About AML and the FLT3 mutation
AML is a rare and aggressive cancer of the blood and bone marrow[6]. It is the most common acute leukemia in adults[7]. Of the approximately 350,000 people with leukemias worldwide[8], about 25% have AML[7]. AML has a low survival rate, with around 25% of patients surviving at 5 years[9].

AML is associated with the accumulation of blood cells that are unable to mature properly, causing a buildup of immature "blast" cells that do not allow room for normal blood cell development[6]. Mutations in specific genes are found in many cases of AML, and molecular testing is recommended for newly-diagnosed patients to help determine prognosis and best possible treatment[4].

FLT3 is a receptor tyrosine kinase, a type of cell-surface receptor, which plays a role in the proliferation, or increase, in the number of certain blood cells. The FLT3 gene mutation is one of the most common in AML, occurring in about one-third of patients, and commonly results in faster disease progression, a higher relapse rate and shorter survival[10]-[12].
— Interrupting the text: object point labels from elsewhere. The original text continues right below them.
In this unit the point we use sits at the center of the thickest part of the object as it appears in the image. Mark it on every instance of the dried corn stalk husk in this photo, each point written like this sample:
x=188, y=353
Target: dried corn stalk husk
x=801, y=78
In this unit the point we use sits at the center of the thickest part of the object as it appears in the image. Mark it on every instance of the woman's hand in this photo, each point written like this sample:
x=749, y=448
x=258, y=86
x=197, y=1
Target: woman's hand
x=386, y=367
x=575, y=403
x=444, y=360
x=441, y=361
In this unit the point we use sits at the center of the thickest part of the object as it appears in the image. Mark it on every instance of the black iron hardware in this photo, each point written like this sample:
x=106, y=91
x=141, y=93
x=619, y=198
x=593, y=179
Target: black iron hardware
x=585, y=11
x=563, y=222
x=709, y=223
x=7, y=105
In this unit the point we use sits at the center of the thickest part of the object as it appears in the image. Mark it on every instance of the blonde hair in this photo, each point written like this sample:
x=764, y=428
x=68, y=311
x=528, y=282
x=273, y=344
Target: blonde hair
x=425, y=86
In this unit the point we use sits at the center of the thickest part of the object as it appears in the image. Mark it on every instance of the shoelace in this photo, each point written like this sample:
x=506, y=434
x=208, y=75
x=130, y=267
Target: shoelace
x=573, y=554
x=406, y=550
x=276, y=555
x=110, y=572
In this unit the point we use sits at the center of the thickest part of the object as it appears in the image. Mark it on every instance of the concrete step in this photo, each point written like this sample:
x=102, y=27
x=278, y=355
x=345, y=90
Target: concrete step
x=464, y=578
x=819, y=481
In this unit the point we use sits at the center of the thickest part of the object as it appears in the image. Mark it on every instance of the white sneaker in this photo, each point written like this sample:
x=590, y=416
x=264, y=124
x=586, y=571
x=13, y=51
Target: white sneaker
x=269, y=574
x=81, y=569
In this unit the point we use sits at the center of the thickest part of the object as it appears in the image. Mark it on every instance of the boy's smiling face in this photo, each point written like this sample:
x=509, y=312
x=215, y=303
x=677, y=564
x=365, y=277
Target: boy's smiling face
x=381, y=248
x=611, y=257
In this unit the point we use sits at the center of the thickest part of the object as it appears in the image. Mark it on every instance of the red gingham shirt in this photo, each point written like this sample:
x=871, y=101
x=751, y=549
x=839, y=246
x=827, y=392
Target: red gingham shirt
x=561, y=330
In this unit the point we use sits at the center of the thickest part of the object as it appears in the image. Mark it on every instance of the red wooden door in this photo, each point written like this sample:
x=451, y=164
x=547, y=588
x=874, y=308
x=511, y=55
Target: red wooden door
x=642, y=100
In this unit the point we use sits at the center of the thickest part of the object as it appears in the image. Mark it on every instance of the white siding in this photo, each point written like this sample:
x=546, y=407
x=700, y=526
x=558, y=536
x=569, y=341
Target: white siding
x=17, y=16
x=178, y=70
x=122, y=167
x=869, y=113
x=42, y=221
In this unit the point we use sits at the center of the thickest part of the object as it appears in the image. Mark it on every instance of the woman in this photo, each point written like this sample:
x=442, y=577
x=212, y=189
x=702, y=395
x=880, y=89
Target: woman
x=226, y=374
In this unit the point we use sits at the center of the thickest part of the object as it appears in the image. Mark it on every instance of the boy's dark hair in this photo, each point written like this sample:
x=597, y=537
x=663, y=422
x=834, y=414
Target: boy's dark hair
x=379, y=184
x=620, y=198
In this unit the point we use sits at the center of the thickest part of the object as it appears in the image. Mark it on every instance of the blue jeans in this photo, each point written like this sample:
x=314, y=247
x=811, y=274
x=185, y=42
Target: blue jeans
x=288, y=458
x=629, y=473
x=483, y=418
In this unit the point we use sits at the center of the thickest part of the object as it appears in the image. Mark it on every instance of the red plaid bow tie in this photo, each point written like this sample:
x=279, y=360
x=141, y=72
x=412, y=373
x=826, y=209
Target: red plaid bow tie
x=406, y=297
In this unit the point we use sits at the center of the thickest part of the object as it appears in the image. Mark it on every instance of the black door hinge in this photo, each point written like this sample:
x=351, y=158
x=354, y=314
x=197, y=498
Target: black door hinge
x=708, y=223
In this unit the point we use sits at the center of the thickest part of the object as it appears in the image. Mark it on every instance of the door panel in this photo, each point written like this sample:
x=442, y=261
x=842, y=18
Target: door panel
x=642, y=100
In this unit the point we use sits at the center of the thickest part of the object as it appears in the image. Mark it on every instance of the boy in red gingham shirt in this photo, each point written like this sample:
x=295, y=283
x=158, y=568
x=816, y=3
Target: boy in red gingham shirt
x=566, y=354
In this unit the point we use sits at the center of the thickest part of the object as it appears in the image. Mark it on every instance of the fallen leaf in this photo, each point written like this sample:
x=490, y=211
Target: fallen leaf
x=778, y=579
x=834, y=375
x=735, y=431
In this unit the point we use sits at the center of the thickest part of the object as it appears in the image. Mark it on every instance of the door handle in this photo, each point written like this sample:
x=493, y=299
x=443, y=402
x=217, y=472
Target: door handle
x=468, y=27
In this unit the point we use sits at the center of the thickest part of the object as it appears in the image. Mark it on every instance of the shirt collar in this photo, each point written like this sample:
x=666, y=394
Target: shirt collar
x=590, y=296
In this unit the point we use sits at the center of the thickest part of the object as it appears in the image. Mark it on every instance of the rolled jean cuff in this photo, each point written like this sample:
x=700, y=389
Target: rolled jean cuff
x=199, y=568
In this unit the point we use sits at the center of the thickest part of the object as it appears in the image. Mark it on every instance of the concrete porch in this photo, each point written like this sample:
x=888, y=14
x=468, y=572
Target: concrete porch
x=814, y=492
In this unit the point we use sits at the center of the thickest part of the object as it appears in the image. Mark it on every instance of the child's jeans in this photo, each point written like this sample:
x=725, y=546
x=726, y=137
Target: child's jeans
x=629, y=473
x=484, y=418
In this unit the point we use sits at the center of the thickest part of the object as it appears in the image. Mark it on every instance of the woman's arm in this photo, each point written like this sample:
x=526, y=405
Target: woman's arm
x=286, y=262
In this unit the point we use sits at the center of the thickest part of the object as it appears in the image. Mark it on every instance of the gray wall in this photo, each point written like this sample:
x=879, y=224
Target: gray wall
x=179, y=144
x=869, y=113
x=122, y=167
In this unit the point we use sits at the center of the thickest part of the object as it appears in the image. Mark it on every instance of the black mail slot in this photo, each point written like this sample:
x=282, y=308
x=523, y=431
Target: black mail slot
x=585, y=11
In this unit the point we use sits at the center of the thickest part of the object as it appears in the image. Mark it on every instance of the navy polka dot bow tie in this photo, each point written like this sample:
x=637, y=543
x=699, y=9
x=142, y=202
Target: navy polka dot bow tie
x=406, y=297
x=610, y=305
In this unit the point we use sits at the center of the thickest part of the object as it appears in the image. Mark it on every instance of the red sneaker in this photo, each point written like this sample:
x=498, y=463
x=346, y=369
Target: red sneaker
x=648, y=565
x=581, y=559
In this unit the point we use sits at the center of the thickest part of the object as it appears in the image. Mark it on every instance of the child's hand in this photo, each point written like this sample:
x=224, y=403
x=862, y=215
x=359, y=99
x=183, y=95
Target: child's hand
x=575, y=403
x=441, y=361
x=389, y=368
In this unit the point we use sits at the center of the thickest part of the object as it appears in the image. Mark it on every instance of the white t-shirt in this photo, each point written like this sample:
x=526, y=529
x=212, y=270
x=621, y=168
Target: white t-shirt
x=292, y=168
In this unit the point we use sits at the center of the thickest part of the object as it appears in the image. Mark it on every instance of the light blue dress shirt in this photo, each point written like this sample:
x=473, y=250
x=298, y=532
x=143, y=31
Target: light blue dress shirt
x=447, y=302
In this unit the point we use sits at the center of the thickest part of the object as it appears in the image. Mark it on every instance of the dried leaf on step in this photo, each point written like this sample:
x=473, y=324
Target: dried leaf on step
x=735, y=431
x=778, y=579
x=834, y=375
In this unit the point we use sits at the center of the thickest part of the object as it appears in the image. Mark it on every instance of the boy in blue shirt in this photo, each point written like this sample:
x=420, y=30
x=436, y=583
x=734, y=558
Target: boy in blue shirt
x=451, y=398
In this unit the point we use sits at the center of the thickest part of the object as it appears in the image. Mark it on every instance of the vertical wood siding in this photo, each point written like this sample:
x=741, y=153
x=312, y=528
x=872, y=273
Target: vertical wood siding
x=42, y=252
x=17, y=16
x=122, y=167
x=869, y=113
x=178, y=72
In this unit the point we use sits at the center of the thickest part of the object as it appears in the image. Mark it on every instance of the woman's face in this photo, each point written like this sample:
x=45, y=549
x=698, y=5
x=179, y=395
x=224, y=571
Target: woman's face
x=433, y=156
About the FLT3 companion diagnostic
In order to help identify patients who may have a FLT3 mutation and potentially benefit from treatment with PKC412 (midostaurin), Novartis is collaborating with IVS for the development and FDA approval of the FLT3 companion diagnostic. The same test is being CE marked in Europe. Regulatory submissions for the companion diagnostic are being led by IVS.

About advanced SM
Systemic mastocytosis (SM) comprises a group of rare diseases, affecting between 1 in 20,000 to 40,000 people worldwide[13]. The disease is characterized by uncontrolled growth and accumulation of mast cells – or mediators of allergic responses – in one or more organs[14]. In advanced SM, mast cells accumulate in such high quantities that they begin to cause organ damage[15]. Patients also suffer from debilitating systemic symptoms such as pruritus (severe itching of the skin), among other symptoms, caused by mast cells releasing inflammatory mediators such as histamine into the blood[15]. Median OS is currently between 3.5 years to less than six months depending on subtype[14].
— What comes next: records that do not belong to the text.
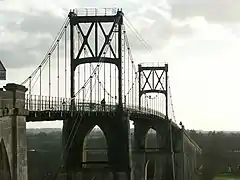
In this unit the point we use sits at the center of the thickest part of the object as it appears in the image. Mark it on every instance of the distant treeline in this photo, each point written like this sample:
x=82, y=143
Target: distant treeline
x=44, y=150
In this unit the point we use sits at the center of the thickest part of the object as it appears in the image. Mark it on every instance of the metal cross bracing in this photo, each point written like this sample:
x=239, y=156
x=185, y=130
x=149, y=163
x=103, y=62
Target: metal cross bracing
x=100, y=67
x=91, y=55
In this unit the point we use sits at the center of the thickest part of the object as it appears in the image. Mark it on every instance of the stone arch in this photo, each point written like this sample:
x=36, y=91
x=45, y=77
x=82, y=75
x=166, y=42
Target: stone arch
x=151, y=139
x=151, y=144
x=95, y=146
x=5, y=172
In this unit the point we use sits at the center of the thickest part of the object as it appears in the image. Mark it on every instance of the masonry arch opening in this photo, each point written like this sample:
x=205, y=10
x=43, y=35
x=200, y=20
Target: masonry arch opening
x=4, y=162
x=151, y=145
x=95, y=149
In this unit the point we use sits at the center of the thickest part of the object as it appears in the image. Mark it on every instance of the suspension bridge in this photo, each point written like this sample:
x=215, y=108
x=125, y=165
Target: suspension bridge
x=92, y=57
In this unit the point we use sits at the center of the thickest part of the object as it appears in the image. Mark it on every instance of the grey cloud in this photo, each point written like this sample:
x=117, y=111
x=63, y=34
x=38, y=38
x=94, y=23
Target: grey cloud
x=160, y=31
x=41, y=30
x=31, y=50
x=212, y=10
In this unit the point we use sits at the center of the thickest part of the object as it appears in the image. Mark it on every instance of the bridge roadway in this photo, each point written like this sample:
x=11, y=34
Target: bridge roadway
x=57, y=110
x=185, y=149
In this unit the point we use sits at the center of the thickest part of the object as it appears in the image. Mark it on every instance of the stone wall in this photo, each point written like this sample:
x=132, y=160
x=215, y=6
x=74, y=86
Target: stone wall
x=13, y=129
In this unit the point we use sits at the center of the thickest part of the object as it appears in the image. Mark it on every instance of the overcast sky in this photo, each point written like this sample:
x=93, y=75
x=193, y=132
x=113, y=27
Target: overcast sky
x=199, y=39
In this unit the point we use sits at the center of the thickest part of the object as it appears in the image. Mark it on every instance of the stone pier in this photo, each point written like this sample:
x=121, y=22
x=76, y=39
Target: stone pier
x=13, y=143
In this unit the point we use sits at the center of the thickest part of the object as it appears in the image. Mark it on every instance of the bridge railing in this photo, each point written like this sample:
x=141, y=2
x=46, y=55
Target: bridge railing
x=46, y=103
x=96, y=11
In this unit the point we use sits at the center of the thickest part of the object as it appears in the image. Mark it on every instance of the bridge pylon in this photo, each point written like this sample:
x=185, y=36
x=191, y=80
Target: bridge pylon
x=114, y=125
The uncontrolled proliferation of mast cells is caused in many people by a KIT gene mutation – the most common mutation, encoding the D816V substitution, occurs in approximately 90% of patients[16]. The KIT gene mutation results in activation of the KIT enzyme, which triggers the abnormal proliferation and survival of mast cells[15].
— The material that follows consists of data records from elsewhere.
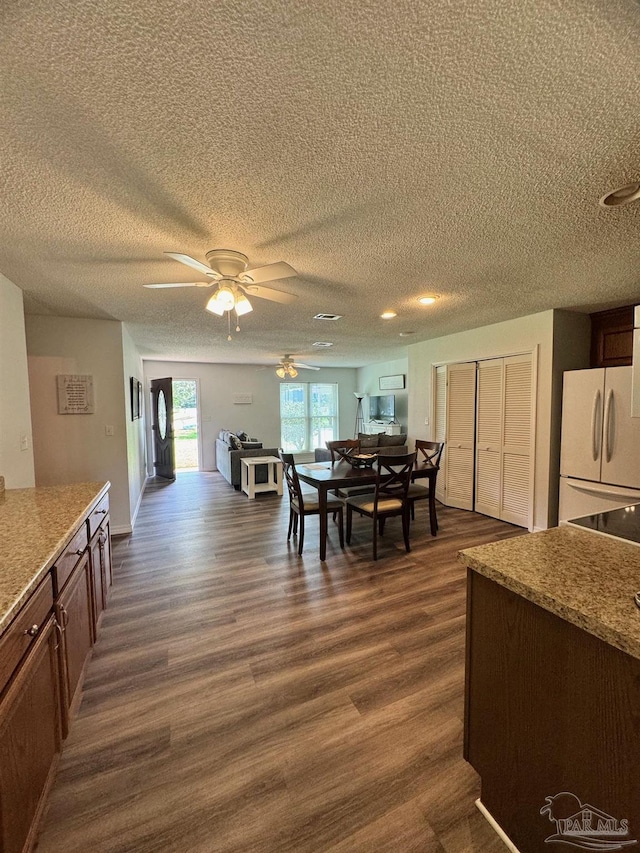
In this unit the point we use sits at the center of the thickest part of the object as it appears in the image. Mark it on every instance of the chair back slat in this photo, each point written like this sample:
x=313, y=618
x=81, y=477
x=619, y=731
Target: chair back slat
x=394, y=476
x=291, y=478
x=429, y=451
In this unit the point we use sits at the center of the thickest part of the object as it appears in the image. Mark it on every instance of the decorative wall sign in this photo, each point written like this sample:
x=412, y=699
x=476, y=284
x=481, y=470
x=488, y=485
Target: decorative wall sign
x=136, y=398
x=75, y=394
x=391, y=383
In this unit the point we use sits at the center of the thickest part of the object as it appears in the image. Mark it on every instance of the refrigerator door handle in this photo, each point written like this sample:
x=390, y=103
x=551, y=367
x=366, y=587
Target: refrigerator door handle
x=595, y=426
x=608, y=412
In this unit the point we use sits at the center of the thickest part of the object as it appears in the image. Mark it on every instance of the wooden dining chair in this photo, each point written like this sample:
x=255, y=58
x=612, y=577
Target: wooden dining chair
x=302, y=504
x=393, y=478
x=426, y=452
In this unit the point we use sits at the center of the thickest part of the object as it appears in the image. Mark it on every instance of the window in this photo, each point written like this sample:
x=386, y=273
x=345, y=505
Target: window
x=308, y=415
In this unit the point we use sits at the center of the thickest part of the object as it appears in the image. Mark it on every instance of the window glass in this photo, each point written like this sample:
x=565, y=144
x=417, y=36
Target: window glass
x=308, y=415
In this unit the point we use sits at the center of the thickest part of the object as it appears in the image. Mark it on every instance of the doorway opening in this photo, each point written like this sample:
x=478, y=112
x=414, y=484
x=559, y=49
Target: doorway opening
x=185, y=424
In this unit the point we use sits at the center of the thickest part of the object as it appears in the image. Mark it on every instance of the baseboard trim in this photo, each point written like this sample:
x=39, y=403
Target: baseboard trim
x=496, y=826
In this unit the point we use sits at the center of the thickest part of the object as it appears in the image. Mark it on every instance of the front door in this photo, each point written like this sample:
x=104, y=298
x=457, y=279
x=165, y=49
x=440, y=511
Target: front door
x=162, y=427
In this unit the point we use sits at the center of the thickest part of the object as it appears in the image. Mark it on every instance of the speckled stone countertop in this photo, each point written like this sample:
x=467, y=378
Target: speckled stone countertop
x=585, y=578
x=35, y=526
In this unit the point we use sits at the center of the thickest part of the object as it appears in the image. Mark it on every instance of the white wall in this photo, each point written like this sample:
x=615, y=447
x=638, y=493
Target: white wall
x=369, y=383
x=16, y=463
x=75, y=448
x=261, y=419
x=135, y=430
x=499, y=339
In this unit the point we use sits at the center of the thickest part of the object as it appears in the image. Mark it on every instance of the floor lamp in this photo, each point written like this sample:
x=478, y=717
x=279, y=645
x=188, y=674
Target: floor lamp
x=359, y=427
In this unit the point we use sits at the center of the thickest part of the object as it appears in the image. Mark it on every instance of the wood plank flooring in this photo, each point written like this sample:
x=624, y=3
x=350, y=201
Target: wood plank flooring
x=242, y=698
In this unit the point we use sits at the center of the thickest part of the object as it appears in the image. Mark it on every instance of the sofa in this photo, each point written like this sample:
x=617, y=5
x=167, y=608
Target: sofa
x=377, y=443
x=231, y=448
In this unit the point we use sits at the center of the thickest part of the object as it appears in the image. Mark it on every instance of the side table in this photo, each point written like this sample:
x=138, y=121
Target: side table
x=274, y=482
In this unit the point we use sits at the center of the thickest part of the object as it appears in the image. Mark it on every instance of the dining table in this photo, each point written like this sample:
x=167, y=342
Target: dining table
x=329, y=476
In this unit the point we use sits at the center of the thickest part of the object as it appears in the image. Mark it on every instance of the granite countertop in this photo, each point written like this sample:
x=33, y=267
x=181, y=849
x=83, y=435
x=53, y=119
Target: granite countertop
x=35, y=526
x=585, y=578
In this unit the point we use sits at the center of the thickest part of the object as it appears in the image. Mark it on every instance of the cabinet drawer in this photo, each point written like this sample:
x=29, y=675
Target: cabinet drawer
x=67, y=562
x=20, y=635
x=98, y=515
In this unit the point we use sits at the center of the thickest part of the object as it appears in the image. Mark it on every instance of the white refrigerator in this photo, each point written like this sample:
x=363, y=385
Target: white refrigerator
x=600, y=448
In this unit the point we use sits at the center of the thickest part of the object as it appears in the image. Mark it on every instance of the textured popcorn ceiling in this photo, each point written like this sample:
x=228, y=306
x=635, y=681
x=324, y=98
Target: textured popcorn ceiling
x=384, y=149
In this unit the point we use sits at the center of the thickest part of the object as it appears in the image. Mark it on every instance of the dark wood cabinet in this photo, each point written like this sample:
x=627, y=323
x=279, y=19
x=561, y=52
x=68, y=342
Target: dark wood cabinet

About PKC412 (midostaurin)
PKC412 (midostaurin) is an investigational, oral, multi-targeted kinase inhibitor in development for the treatment of patients with AML with a FLT3 mutation and for patients with advanced SM. The safety and efficacy profile has not been fully established, and it is not approved for any indication in any market at this time. There is no guarantee that PKC412 (midostaurin) will become commercially available.